En algunos casos, los desmayos o pérdidas de conciencia son los primeros indicadores de la presencia de una alteración significativa a nivel neurológico: convulsiones, accidentes cerebrovasculares, ataques isquémicos transitorios (AIS) (Cleveland Clinic, 2016).

Además, también existen otro tipo de condiciones médicas menos frecuentes, pero que también pueden dar lugar al desarrollo de un síncope neurológico: migrañas e hidrocefalia (Cleveland Clinic, 2016).

Causas

En función del tipo de sincope que se presente, podemos distinguir diferentes causas desencadenantes, sin embargo, todos ellos se deben a una disminución significativa del flujo sanguíneo cerebral.
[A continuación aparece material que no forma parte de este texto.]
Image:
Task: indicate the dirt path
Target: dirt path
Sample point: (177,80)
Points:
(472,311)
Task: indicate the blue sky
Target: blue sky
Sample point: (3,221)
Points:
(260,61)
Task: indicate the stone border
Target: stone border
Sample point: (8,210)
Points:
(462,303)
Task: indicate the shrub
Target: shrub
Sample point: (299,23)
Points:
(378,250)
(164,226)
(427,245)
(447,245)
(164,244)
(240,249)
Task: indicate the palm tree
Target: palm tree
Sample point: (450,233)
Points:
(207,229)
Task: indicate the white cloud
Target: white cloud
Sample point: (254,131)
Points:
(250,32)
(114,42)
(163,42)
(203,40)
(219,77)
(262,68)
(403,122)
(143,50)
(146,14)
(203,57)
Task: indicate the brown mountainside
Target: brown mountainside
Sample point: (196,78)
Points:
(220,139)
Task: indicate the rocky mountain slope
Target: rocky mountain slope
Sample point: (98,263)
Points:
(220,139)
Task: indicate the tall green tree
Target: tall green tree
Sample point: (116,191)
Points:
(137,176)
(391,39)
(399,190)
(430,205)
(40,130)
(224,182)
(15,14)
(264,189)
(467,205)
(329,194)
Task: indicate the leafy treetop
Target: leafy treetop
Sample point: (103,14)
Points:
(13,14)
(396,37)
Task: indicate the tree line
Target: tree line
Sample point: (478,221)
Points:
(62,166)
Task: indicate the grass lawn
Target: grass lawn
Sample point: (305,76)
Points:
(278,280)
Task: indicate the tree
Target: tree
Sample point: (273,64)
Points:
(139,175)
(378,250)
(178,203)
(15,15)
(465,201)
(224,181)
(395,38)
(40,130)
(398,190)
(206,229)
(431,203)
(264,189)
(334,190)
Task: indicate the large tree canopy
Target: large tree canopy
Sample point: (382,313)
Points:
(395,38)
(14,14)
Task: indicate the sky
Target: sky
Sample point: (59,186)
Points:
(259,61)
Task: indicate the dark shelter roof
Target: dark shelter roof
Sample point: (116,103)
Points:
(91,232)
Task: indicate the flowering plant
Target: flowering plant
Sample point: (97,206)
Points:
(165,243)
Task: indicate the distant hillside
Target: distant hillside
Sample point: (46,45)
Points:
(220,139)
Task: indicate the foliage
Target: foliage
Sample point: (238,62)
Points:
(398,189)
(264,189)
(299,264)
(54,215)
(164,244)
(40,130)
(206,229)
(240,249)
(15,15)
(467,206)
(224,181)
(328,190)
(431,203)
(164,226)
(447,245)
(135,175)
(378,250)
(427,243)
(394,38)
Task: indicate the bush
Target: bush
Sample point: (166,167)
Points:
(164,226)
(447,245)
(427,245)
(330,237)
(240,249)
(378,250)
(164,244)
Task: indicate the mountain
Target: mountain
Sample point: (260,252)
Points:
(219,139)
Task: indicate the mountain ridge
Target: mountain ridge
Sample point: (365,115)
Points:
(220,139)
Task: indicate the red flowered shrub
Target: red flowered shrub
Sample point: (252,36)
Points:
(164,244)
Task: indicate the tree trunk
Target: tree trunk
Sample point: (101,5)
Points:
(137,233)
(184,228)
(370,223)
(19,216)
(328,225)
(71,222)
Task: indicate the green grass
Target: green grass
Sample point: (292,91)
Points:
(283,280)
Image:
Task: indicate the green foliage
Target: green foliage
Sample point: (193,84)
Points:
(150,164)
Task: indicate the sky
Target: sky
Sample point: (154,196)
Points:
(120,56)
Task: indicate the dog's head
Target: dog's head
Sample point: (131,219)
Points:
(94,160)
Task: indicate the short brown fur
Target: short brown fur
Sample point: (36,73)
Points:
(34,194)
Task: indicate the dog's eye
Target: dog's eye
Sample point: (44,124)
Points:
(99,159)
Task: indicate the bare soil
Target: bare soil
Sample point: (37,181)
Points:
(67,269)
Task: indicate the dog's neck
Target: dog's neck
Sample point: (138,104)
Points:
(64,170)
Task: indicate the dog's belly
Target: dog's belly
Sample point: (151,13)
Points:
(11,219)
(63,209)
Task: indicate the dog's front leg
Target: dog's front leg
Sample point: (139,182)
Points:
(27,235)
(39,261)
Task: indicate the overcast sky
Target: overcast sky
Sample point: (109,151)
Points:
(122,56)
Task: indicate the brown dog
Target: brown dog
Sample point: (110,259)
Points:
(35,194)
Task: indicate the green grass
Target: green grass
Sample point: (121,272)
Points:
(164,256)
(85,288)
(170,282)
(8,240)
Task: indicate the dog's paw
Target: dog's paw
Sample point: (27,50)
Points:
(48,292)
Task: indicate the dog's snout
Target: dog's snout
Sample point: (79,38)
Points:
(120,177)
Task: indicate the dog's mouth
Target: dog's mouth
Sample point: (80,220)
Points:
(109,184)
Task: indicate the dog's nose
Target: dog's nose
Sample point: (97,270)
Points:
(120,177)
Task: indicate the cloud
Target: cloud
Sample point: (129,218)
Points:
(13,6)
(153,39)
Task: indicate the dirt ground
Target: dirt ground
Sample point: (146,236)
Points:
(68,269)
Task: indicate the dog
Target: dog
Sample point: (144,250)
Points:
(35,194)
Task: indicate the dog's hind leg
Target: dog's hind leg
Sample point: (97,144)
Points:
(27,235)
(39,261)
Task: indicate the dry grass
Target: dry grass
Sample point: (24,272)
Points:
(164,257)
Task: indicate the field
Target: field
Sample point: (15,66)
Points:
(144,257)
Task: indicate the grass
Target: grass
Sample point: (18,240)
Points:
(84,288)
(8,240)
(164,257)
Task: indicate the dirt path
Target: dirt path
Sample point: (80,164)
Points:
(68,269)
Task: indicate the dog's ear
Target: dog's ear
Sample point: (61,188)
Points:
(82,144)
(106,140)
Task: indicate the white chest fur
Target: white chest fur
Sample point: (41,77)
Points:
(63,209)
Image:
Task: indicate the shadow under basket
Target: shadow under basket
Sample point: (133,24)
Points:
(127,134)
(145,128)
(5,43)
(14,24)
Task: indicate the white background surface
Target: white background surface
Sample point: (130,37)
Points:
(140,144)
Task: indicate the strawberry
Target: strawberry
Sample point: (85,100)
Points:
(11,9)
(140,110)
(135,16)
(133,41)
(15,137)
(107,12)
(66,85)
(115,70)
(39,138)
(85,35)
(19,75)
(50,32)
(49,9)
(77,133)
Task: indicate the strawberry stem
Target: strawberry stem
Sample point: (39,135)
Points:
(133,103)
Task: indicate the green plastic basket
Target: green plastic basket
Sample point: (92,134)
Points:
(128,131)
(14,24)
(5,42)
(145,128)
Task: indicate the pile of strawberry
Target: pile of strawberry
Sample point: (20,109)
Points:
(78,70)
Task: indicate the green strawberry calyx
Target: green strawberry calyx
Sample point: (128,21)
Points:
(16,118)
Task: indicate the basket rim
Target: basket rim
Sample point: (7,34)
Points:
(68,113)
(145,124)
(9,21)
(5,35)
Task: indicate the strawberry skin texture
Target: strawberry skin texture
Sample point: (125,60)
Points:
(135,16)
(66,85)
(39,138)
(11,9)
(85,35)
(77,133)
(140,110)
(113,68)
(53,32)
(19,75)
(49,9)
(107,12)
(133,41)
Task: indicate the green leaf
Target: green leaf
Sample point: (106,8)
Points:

La pérdida de consciencia, es un síntoma de puede estar provocado por una variedad amplia de causas, en algunos casos benignas y limitadas a un evento específico y otras potencialmente perjudiciales para la vida de la persona.

En la población general, las causas más comunes de desmayos y desvanecimientos son (National Institutes of Health, 2015):

– Niveles bajos de azúcar en sangre (Hipoglucemia).

– Deshidratación.

– Dolor.

– Caída súbita de la presión arterial por sangrado.

– Estrés emocional o ansiedad.

– Haber estado un tiempo muy prolongado en posición vertical sin moverse.

– Incorporarse de forma repentina desde una posición de reposo.

– Miedo o fobias.

– Hiperventilación.

– Consumo de alcohol o drogas.

– Consumo de ciertos tipos de fármacos (ansiedad, hipertensión arterial, entre otros).

Además de éstas, también es posible que los desmayos se presenten como un indicador de la ocurrencia de otro tipo de patologías:

– Cadiopatías.

– Hemorragias.

– Arritmias cardíacas.

– Taquicardias.

– Funcionamiento defectuoso de dispositivos cardíacos.

– Ictus y accidentes cerebrovasculares.

– Enfermedad pericárdica.

– Embolo o hipertensión pulmonar.

– Epilepsia.

– Intoxicaciones.

– Caídas.

Prevención

Cuando comienzan a aparecer los síntomas premonitorios (malestar, sensación de náuseas, palidez, etc.), algunos especialistas médicos recomiendan:

– Evitar aglomeraciones, prendas ajustadas y buscar un lugar fresco y tranquilo.

– Colocarse en un lugar seguro, sin elementos que puedan causar daños durante una caída.

– Adoptar una posición cómoda, en posición de reposo elevando los pies para estimular el flujo sanguíneo hacia la cabeza.

– Por otro lado, también es recomendable sentarse y colocar la cabeza entre las rodillas.

– Permanecer sin realizar ningún tipo de actividad al menos 15 minutos.

A pesar de estas recomendaciones, cuando los síntomas aparecen es posible que la pérdida de consciencia aparezca de forma repentina en menos de un minuto, por lo que es fundamental realizar un aviso urgente a los servicios médicos.

En el caso de España, el teléfono de asistencia sanitaria inmediata para casos de emergencias es el 112.

Diagnóstico

Cuando una persona ha sufrido un síncope o varios episodios recurrentes de desmayos y acude a una consulta médica, se suele realizar una evaluación clínica completa para determinar las posibles causas etiológicas.

Normalmente se realiza una historia clínica detallada y un examen físico preliminar. Es frecuente que se den detalles acerca de la duración, frecuencia y condiciones del episodio de pérdida de conciencia.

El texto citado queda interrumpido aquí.